つい先程の、全校生徒の、沢山の生徒がいる前で……。

「……っ!!」

思い出しただけで頭が破裂しそうになった。
醒めない。
どうして。
早鐘になる心臓、ぶり返す感覚、悪いことをしてしまったような背徳感。
周りの音なんて、当たり前のように耳には入らなかった。

「日和」
「――っ!!」

両手で顔を覆って呻いていたその時、突然聞こえたその声に体は大きく跳ねた。
振り向けば、相手は部屋の中を覗くように顔を出している。
正也だ。

「まっ、ままま正也……っ!?」
「何度呼んでも返事なかったから。……大丈夫?」
「そのっ……だ、大丈夫…です……」

あくまで平然を装いたい。
装いたいのだけど、きっと正也には明らかにどぎまぎしていると思われているだろう。
ああ、恥ずかしい。

「一応、今日はごめん。でも……俺もちょっと、思うことはあったから……」
「思うこと、ですか…?」

部屋に入って来た正也は真っ直ぐに私の前に来て、腰を下ろし、目線の高さを合わせる。
大きな手が伸びてきて……私の頬に触れた瞬間、触れた個所から大きく熱を感じた、気がした。

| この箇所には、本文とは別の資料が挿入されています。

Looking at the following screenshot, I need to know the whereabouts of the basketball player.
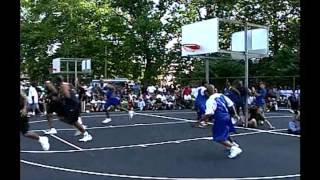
[102,84,120,124]
[203,85,242,158]
[20,92,50,151]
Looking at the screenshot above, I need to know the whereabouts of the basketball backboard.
[181,18,219,56]
[52,58,61,73]
[181,18,269,59]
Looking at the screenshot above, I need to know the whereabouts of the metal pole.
[104,45,108,78]
[244,23,249,127]
[206,58,209,84]
[74,60,78,88]
[67,61,69,82]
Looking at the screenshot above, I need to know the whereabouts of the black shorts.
[20,115,29,134]
[47,102,58,114]
[59,107,80,125]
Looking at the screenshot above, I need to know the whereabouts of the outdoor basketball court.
[20,111,300,180]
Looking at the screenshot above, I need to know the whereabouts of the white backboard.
[181,18,219,56]
[231,28,269,59]
[52,58,61,73]
[81,59,91,71]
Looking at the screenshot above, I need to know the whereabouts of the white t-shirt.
[191,86,207,98]
[147,86,157,93]
[28,86,39,104]
[205,93,233,115]
[156,94,167,102]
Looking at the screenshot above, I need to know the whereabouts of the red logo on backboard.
[182,44,200,52]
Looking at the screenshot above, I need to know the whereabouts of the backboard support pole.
[244,23,249,127]
[205,55,209,84]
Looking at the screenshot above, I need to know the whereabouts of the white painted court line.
[137,113,300,137]
[20,160,300,180]
[20,132,263,154]
[32,121,189,132]
[43,131,83,150]
[29,111,196,124]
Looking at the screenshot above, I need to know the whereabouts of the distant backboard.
[81,59,91,72]
[231,28,269,59]
[181,18,269,59]
[181,18,219,56]
[52,58,61,73]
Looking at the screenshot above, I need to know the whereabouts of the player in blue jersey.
[102,84,120,124]
[202,85,242,158]
[194,82,208,128]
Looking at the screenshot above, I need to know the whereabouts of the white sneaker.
[44,128,58,134]
[129,111,134,119]
[74,124,87,136]
[102,118,111,124]
[74,130,81,136]
[39,136,50,151]
[78,117,83,124]
[227,141,240,150]
[228,146,242,159]
[79,132,92,142]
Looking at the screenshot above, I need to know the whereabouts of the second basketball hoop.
[182,44,200,52]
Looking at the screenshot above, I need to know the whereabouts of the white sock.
[78,117,82,124]
[38,136,43,142]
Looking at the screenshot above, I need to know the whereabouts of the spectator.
[288,111,300,134]
[252,82,267,116]
[147,85,157,95]
[288,91,299,113]
[182,86,192,101]
[138,97,146,111]
[28,82,41,115]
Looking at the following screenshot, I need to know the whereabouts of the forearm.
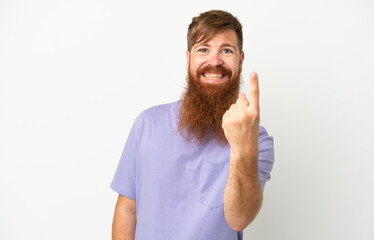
[223,149,262,231]
[112,207,136,240]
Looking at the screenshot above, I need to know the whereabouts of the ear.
[186,50,190,71]
[239,51,244,72]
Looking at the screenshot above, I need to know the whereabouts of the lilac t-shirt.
[111,101,274,240]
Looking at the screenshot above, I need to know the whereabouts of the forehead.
[192,29,238,47]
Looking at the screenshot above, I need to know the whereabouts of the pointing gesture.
[222,72,260,157]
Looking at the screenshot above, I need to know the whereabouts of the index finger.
[249,72,260,109]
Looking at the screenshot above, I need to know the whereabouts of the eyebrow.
[196,43,238,51]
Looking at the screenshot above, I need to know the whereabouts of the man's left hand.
[222,72,260,157]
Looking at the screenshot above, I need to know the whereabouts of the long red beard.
[178,64,240,146]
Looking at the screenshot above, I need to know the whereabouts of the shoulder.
[136,100,180,123]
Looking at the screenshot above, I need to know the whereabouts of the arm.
[223,151,263,231]
[222,73,263,231]
[112,195,136,240]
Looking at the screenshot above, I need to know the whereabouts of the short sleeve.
[258,126,274,191]
[111,117,139,200]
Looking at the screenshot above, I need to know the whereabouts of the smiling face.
[178,30,244,144]
[186,29,244,93]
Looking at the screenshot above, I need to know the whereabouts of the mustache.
[197,66,232,78]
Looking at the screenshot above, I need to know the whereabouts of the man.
[111,11,274,240]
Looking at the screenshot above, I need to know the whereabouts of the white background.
[0,0,374,240]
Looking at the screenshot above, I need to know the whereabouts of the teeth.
[204,73,223,79]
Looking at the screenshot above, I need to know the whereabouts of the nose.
[208,53,223,66]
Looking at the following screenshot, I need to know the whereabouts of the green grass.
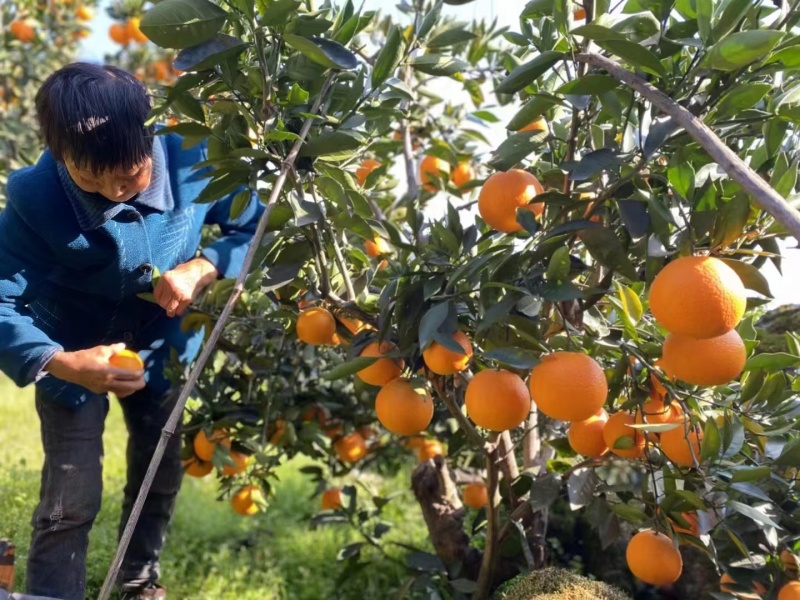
[0,379,428,600]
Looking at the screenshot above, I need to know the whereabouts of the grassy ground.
[0,379,427,600]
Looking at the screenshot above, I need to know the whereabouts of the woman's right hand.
[45,344,145,398]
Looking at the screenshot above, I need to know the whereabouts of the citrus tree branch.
[575,53,800,242]
[98,71,337,600]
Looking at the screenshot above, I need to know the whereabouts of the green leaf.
[174,34,247,72]
[140,0,228,48]
[599,40,667,77]
[482,347,539,370]
[614,281,644,325]
[720,258,772,298]
[322,356,382,381]
[259,0,302,27]
[372,25,403,88]
[580,227,638,281]
[706,29,783,71]
[556,75,619,96]
[744,352,800,371]
[496,50,564,94]
[283,33,358,70]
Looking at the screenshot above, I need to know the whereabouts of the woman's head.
[36,63,153,202]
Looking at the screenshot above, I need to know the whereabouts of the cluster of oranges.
[108,17,147,46]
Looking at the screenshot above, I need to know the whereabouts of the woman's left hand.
[153,258,219,317]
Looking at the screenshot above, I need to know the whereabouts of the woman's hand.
[45,344,144,398]
[153,258,219,317]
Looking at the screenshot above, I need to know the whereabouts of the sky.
[80,0,800,306]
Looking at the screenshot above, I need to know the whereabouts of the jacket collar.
[57,137,175,231]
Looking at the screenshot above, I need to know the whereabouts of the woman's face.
[64,158,153,202]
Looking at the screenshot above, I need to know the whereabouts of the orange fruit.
[650,256,747,339]
[333,433,367,463]
[660,426,703,467]
[75,4,94,21]
[183,458,214,477]
[625,530,683,586]
[778,581,800,600]
[528,352,608,421]
[478,169,544,233]
[663,329,747,385]
[603,412,645,458]
[375,378,433,435]
[450,160,475,187]
[108,23,131,46]
[364,235,392,258]
[356,342,405,387]
[781,550,800,576]
[356,158,381,186]
[125,17,147,43]
[417,440,444,462]
[321,488,342,510]
[222,450,247,477]
[465,369,531,431]
[108,348,144,371]
[297,307,336,346]
[464,481,489,510]
[231,485,264,516]
[422,331,472,375]
[8,21,36,44]
[419,156,450,192]
[567,408,608,457]
[194,429,231,461]
[517,117,550,134]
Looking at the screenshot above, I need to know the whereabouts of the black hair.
[36,62,153,173]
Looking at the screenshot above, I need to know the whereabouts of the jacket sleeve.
[0,202,63,387]
[201,190,264,278]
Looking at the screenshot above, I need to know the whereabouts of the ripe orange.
[625,530,683,586]
[465,369,531,431]
[422,331,472,375]
[108,23,131,46]
[417,440,444,462]
[567,408,608,457]
[356,341,405,387]
[660,426,703,467]
[356,158,381,186]
[375,378,433,435]
[8,21,36,44]
[297,307,336,346]
[222,450,247,477]
[517,117,550,133]
[450,160,475,187]
[603,412,645,458]
[528,352,608,421]
[75,4,94,21]
[364,235,392,258]
[125,17,147,43]
[321,488,342,510]
[478,169,544,233]
[663,329,747,385]
[183,458,214,477]
[778,581,800,600]
[419,156,450,192]
[333,432,367,463]
[194,429,231,461]
[108,348,144,371]
[464,481,489,510]
[650,256,747,338]
[231,485,264,516]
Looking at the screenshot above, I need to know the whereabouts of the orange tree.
[119,0,800,598]
[0,0,95,207]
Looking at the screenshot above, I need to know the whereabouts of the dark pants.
[27,388,183,600]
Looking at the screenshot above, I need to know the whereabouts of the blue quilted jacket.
[0,134,263,406]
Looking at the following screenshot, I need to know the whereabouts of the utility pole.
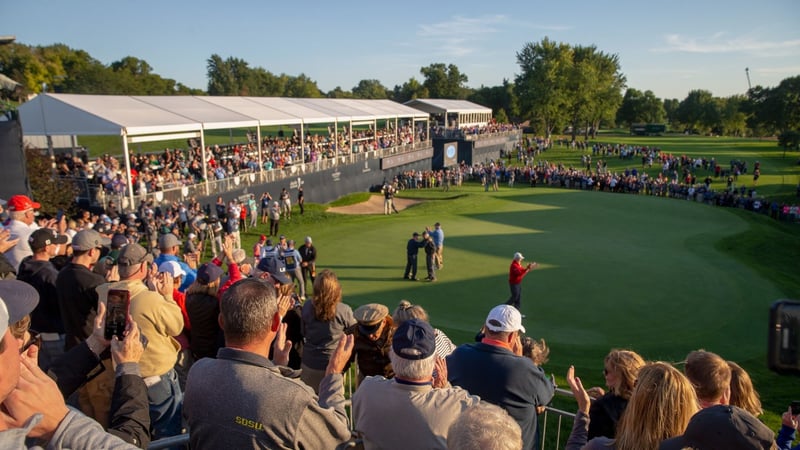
[744,67,753,92]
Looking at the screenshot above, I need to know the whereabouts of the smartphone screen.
[105,289,131,340]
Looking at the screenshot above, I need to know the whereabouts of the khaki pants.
[78,359,115,429]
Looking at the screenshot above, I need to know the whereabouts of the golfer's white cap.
[486,305,525,333]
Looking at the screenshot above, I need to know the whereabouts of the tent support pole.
[200,130,208,195]
[119,133,136,210]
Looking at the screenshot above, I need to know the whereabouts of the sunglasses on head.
[19,330,42,354]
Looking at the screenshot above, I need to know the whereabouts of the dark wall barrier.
[0,120,31,200]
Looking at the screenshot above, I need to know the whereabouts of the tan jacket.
[97,280,183,378]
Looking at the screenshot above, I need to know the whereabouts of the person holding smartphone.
[97,243,184,439]
[775,400,800,450]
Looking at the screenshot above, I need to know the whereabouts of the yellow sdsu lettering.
[234,416,264,431]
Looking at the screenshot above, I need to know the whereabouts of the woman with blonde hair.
[392,300,456,358]
[587,349,644,439]
[728,361,764,417]
[300,269,356,393]
[566,362,698,450]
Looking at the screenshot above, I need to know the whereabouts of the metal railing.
[147,364,575,450]
[92,141,433,210]
[539,388,575,450]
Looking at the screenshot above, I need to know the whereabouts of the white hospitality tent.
[19,94,428,209]
[404,98,492,128]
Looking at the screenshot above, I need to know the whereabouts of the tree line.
[0,37,800,148]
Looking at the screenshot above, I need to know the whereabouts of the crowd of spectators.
[55,126,434,200]
[0,185,798,450]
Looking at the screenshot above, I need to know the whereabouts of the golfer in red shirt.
[506,252,539,317]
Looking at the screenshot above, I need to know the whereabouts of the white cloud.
[417,15,508,57]
[653,32,800,57]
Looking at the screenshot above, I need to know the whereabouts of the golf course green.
[233,135,800,429]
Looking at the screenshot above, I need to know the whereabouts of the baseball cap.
[392,319,436,360]
[158,233,181,248]
[486,305,525,333]
[256,258,292,284]
[72,229,111,251]
[8,195,42,211]
[158,261,186,277]
[0,280,39,326]
[196,263,222,284]
[658,405,775,450]
[117,243,153,266]
[111,233,128,248]
[28,228,67,251]
[353,303,389,335]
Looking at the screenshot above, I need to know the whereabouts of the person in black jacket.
[186,263,225,361]
[0,280,150,448]
[403,231,425,281]
[17,228,67,369]
[422,231,436,281]
[44,303,150,448]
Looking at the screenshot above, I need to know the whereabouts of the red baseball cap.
[8,195,42,211]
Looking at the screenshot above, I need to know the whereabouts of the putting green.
[238,180,795,424]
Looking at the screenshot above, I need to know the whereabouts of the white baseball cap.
[486,305,525,333]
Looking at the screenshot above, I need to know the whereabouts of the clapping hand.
[0,229,19,253]
[567,366,592,414]
[272,323,292,366]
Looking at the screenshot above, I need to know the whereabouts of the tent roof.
[19,94,427,136]
[133,95,258,130]
[404,98,492,114]
[19,94,200,136]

「日和は気付いていないみたいだけど、皆日和のこと見てるよ。ずっと日和のことを気にしてる。俺は……ちょっとそれが嫌、かな」
「嫌、ですか……?」
「うん。だから、日和は……俺のことを見ててほしいかなって。今だって、俺を気にして顔を赤くしてるみたいに」
「あっ……わ……!」

じっと向く視線にまた頭がいっぱいになる。
どうしていいか分からなくて、今にも逃げ出したくなるくらいに。

「……日和は、俺の事……好き?」
「えっ!?それは……その……」

未だに、好きと聞かれると返事に困る。
分からない。
好きなのか、どうかなんて。
それはきっと、私が知ってる事例は竜牙だから。
ただ、素直に「好きです」と言えない自分に少しだけ、謝罪したい気持ちが浮かんだ。

「困らせて、ごめん。でも……日和がずっと告白とか受けてるの、見たくないから。断るって分かってても、まず日和に告白なんてさせたくない」
「あああ、あの…っ!正也が、私の事を気にしてくれてるのは……分かるので……」
「……うん。今はそれだけで、十分」

納得するように正也は頷いて、頬に触れた手を引っ込める。
同時に触れていた頬は一気に冷えた様な感覚がして、心の中にぽっかりと穴が開いた。
だからだろうか。
衝動的に、咄嗟に、手は動いて正也の服を掴む。

「……っ」
「……!?」

軽く触れるくらいの、簡単な口づけ。
キスなんて、果たしてこんな感じだっただろうか?
覚えてない。
分からない。
それでも、せめて気持ちだけでも届いてくれれば……多分そんな感覚。

「すみません、こんな形でしか……。その、気持ちだけ、受け取って欲しい…です」
「……うん。ありがと」

離れた瞬間、感謝を伝えた正也に体を抱き締められた。
一瞬。
締め付けられた感覚だけがずっと続いて、正也は部屋を出て行く。

「お風呂、空いたよ」

その一言だけを伝えて。

「ああああああ……っ」

私は……――また両手で顔を覆って呻いた。